Comitê fará ponte entre conselho e investigadores

 

Em meio a uma crise sem precedentes, o conselho de administração da Petrobras autorizou, na terça-feira, a criação de um Comitê Especial, que funcionará de forma independente e fará a interlocução entre o conselho e os escritórios Trench, Rossi e Watanabe e Gibson, Dunn & Crutcher, responsáveis pela investigação interna independente sobre as denúncias envolvendo suborno e superfaturamento por ex-diretores e gerentes.
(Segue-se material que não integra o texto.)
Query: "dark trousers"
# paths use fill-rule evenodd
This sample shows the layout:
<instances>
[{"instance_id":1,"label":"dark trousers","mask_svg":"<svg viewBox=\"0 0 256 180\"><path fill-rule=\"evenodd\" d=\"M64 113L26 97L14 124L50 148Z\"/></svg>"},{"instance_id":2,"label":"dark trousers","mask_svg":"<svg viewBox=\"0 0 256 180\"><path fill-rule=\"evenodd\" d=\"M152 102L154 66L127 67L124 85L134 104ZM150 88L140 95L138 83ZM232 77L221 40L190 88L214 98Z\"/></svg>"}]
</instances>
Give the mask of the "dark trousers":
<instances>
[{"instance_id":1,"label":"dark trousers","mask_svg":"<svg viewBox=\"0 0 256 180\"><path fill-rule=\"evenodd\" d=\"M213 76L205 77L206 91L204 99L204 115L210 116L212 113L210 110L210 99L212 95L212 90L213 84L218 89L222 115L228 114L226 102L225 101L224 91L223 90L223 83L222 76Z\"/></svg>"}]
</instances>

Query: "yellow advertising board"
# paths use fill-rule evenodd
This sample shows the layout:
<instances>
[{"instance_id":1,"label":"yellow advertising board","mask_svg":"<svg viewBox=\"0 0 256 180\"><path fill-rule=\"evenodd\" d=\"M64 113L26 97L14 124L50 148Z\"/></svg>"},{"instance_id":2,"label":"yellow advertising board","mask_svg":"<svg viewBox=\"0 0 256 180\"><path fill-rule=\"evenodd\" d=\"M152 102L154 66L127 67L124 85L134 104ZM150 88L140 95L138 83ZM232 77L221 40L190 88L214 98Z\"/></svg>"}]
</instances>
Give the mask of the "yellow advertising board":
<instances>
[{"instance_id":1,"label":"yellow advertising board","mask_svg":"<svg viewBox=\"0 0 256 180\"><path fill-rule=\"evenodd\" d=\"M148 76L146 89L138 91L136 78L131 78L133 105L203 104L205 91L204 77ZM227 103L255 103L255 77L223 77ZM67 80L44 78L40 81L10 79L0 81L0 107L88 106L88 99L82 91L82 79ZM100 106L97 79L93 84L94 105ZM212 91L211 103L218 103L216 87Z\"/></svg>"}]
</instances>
O Comitê Especial terá três membros, sendo dois de fora da companhia e ainda o futuro diretor de Governança, Risco e Conformidade, que está sendo escolhido pela empresa Korn Ferry. Para as duas vagas externas, cujos ocupantes começam a trabalhar antes do novo diretor, foram definidos os nomes de Ellen Gracie Northfleet e de Andreas Pohlmann, que foi diretor de Conformidade da alemã Siemens entre 2007 e 2010.

Ellen Gracie presidiu o Supremo Tribunal Federal (STF) entre 2006 e 2008. Junto Pedro Malan e Rodolpho Tourinho, Ellen Gracie deixou o conselho de administração da OGX em 2013, antes de Eike Batista comunicar que não iria cumprir cláusula (put option) que previa aporte de US$ 1 bilhão.

Caberá ao Comitê Especial da Petrobras aprovar o Plano de Investigação e evitar que elas sejam impedidas ou obstruídas; analisar informações encaminhadas pelos escritórios; e aprovar e viabilizar a implementação das recomendações. Deverá ainda comunicar ou autorizar comunicação dos escritórios com autoridades, inclusive reguladoras, sobre detalhes das investigações.